Earlier this week, a delegation from Etihad Rail and the Kenya Railways Corporation (KRC) met with Kenya Ports Authority (KPA) officials in Mombasa to discuss strategic cooperation and share best practices in freight rail infrastructure development. According to a recent post by KPA, Etihad Rail is mandated to manage the development, construction, and operation of the United Arab Emirates’ national freight and passenger railway network.

KPA’s General Manager for Cargo Operations, Sudi A. Mwasinago, noted that investments in upgrading operating systems and acquiring modern equipment have significantly improved efficiency. These remarks were made during the engagement with Etihad Rail and KRC, which also focused on knowledge exchange for cost-effective railway network management.

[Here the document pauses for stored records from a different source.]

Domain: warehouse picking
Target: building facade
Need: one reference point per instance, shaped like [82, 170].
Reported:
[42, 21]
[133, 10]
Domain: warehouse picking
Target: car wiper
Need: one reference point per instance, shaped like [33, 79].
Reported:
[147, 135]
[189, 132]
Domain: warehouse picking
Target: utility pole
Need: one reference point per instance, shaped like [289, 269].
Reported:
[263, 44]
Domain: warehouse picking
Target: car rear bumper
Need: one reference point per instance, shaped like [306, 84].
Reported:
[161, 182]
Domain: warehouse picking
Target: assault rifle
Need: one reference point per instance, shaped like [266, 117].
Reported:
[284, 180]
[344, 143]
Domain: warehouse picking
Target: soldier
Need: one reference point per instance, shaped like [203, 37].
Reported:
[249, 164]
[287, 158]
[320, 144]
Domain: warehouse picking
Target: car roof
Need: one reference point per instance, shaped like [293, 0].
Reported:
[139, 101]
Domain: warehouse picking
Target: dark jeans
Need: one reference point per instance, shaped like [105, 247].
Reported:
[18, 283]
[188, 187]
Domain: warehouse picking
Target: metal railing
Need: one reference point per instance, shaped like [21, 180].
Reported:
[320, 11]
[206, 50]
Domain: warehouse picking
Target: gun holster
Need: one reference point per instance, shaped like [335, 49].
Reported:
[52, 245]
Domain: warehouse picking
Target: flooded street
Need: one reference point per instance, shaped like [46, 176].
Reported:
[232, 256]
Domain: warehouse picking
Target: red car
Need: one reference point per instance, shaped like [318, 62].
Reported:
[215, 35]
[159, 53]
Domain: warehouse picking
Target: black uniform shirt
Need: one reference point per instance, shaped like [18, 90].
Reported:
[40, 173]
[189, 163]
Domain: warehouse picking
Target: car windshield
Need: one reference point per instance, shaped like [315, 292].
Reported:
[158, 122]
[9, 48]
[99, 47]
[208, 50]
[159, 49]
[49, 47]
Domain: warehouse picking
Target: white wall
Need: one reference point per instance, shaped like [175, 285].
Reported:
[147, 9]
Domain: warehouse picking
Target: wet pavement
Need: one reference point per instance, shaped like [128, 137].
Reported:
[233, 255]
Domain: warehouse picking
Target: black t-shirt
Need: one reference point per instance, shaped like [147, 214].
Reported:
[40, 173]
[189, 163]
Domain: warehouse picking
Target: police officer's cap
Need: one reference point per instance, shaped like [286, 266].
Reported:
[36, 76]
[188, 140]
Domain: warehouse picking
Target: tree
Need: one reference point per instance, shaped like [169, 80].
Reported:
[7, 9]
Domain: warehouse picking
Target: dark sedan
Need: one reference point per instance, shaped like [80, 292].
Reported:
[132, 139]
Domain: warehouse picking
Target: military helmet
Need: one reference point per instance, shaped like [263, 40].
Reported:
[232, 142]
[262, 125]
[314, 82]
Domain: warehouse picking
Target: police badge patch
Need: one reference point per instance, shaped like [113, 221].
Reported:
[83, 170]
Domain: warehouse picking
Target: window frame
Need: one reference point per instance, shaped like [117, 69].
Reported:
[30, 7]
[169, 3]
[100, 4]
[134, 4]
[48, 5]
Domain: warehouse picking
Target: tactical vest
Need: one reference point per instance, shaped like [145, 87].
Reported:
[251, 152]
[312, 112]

In May 2025, Etihad Rail signed a memorandum of understanding with KRC, witnessed by Kenyan President William Ruto and the UAE Foreign Minister, to strengthen collaboration in railway operations and management. Saqqaf Alattas of Etihad Rail, said the cooperation will include sharing operational expertise with both KPA and KRC.

The Kenyan government has announced plans to extend the Standard Gauge Railway (SGR) from Naivasha to Kisumu and onward to Malaba. Completed in 2019 for $5 billion, the SGR connects Mombasa Port to Naivasha via Nairobi and remains Kenya’s largest infrastructure project since independence.

To fund the extension, Kenya plans to raise $4 billion by securitising an import levy, with plans to extend its China-built Standard Gauge Railway. The expanded rail line aims to enhance regional freight links to South Sudan, Ethiopia, and the Democratic Republic of the Congo. The Ministry of Transport has confirmed ongoing talks with Etihad Rail regarding the operation of freight services on the SGR.